Let’s sing together.

What happens to us after we die? Horatio Spafford knew. For all those who have called upon the name of Jesus Christ – who have been washed clean by the abundant grace of God – paradise awaits. 

We long for the day when the trump shall resound and the Lord shall descend. Until then we have a purpose to fulfill: to live for God. To share the good news of his cleansing love. To care for those who are less fortunate than we are, the Lazarus at our gates. To do right, to love mercy, and to walk humbly with God. 

Those who fear the Lord and live for Him need have no fear of death. May this be true for each of us as we go from here today.

Let us pray:

Lord, we are grateful for your endless love.
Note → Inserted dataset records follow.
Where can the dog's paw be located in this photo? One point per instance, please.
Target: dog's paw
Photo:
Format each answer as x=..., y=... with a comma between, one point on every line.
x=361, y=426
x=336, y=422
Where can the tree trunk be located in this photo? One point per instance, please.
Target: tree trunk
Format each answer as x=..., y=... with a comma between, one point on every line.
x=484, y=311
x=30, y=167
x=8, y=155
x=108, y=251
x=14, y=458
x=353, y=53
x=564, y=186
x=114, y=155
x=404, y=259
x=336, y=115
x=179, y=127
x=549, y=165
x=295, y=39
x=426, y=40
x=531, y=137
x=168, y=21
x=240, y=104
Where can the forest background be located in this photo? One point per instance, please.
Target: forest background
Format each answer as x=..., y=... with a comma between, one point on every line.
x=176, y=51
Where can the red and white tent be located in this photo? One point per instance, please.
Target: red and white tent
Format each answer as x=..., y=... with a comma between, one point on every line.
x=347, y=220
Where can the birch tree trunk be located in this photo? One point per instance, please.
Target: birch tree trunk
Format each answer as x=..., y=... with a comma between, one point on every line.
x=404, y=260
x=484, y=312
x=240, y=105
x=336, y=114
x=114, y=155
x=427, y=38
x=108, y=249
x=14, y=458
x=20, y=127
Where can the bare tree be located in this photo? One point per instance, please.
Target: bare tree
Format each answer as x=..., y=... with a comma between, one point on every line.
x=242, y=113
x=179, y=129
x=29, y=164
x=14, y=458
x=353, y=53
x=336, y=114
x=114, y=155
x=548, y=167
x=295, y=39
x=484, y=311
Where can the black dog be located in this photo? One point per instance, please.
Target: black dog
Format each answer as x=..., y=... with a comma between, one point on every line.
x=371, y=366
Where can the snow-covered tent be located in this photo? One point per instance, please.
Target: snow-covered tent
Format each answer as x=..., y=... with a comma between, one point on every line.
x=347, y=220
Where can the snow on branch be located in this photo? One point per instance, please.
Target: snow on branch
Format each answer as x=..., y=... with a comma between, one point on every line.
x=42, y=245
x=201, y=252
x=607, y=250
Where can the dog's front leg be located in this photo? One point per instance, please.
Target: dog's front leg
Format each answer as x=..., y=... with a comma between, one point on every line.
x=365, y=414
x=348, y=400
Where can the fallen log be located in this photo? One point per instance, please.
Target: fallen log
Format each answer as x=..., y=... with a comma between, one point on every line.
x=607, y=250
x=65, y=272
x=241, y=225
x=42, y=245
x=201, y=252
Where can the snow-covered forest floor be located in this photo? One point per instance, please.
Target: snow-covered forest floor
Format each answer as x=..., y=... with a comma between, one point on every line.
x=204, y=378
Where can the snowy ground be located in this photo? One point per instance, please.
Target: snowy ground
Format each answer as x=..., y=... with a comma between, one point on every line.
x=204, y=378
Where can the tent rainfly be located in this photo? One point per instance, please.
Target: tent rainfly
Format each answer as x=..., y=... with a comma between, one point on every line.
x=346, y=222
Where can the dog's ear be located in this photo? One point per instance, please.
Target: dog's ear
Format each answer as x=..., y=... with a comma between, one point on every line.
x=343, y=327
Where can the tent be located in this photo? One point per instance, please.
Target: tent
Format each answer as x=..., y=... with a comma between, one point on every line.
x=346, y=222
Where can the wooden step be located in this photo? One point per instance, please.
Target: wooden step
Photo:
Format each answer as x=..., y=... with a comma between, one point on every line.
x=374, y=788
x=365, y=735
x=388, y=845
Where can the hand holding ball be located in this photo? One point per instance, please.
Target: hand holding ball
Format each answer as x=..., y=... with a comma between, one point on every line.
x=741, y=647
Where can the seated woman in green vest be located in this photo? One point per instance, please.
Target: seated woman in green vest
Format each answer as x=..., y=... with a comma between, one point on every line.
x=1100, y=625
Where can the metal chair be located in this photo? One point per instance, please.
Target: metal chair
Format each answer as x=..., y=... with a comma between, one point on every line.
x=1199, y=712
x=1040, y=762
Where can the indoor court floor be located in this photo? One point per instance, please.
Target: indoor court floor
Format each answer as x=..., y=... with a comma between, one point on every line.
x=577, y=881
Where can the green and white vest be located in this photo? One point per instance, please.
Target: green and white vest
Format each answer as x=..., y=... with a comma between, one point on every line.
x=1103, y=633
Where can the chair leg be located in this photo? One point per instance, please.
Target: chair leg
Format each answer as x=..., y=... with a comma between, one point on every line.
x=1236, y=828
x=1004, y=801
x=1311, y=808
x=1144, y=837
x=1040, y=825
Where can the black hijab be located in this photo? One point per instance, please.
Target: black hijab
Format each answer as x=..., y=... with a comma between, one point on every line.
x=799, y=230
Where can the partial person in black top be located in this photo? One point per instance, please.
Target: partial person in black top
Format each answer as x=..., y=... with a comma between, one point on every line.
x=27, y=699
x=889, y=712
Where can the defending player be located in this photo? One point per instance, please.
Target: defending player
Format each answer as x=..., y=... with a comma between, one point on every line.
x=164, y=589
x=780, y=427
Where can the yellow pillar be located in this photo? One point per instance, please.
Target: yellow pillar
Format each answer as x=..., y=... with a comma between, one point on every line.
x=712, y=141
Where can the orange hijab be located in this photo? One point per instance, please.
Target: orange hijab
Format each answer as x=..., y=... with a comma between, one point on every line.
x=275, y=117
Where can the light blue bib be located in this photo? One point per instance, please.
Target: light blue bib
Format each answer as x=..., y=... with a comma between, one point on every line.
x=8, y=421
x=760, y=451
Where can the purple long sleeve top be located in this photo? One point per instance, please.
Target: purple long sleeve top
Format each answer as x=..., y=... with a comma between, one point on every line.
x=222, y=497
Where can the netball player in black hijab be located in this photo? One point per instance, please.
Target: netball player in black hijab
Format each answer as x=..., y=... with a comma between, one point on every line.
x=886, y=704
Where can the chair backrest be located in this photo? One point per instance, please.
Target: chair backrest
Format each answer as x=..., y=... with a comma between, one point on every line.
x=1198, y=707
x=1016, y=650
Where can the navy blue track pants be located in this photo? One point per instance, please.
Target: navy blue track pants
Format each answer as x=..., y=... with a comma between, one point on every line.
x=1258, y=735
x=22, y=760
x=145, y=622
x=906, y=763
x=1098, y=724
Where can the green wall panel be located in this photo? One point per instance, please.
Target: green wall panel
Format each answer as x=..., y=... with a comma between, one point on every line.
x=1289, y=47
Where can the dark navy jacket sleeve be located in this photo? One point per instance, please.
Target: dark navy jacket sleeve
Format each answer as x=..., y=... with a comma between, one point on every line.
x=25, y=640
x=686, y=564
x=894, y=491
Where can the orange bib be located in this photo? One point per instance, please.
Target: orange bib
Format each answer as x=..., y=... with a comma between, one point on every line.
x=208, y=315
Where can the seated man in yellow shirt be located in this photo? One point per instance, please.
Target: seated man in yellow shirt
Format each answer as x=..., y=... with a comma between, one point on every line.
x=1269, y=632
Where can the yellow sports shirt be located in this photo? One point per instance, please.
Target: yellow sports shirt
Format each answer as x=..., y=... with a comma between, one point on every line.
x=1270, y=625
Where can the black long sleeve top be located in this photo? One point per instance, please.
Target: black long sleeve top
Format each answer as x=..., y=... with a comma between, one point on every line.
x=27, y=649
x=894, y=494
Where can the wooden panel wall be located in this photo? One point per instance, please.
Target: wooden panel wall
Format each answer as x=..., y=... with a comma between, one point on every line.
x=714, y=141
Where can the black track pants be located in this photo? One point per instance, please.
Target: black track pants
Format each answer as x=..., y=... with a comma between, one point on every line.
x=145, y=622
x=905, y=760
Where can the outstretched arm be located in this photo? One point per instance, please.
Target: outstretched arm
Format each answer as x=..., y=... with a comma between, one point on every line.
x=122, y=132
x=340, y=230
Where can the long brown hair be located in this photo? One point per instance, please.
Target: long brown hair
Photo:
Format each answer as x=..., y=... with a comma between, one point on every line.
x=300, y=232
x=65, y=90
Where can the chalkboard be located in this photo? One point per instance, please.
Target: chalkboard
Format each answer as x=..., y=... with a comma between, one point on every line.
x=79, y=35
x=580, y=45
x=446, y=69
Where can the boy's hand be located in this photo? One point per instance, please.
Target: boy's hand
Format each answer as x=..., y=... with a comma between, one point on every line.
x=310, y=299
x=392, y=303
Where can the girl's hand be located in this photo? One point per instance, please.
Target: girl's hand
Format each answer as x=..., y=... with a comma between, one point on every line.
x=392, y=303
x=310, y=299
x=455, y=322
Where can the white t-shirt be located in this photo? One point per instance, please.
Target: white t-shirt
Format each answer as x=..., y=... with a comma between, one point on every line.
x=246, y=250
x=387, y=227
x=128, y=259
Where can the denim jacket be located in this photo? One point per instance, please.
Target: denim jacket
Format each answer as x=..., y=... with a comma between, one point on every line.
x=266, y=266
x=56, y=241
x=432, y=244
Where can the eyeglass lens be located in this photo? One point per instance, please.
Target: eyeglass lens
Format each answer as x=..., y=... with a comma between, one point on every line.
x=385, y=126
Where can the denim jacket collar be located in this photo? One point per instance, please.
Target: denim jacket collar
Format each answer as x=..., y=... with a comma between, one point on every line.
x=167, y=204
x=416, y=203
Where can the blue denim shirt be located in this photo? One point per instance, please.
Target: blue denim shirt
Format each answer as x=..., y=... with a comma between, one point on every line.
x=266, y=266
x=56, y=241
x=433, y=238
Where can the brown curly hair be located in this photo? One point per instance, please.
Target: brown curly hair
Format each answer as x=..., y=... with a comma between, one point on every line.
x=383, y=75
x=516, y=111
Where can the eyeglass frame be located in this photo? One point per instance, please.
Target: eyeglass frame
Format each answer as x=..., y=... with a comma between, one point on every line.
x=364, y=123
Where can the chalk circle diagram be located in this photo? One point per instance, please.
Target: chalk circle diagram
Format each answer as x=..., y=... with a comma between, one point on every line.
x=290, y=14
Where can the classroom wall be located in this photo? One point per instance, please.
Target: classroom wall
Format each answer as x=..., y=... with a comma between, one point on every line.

You pick us up and wash our feet time and time again. Thank you for giving us the grace of your forgiveness for the times we’ve made a mess of things. And thank you for giving us the strength to walk closer to you all along the way.

Father, we are also grateful that you desire to be with us in Paradise. May we never fear death, but always remember that to be absent from the body is to be present with you. 

Lord, please be with those who are coming face to face with the reality of dying. Use us to share with them the good news that death does not need to be feared, but that you have overcome the power of death and the grave. Grant us the right words to say to bring hope in Jesus name.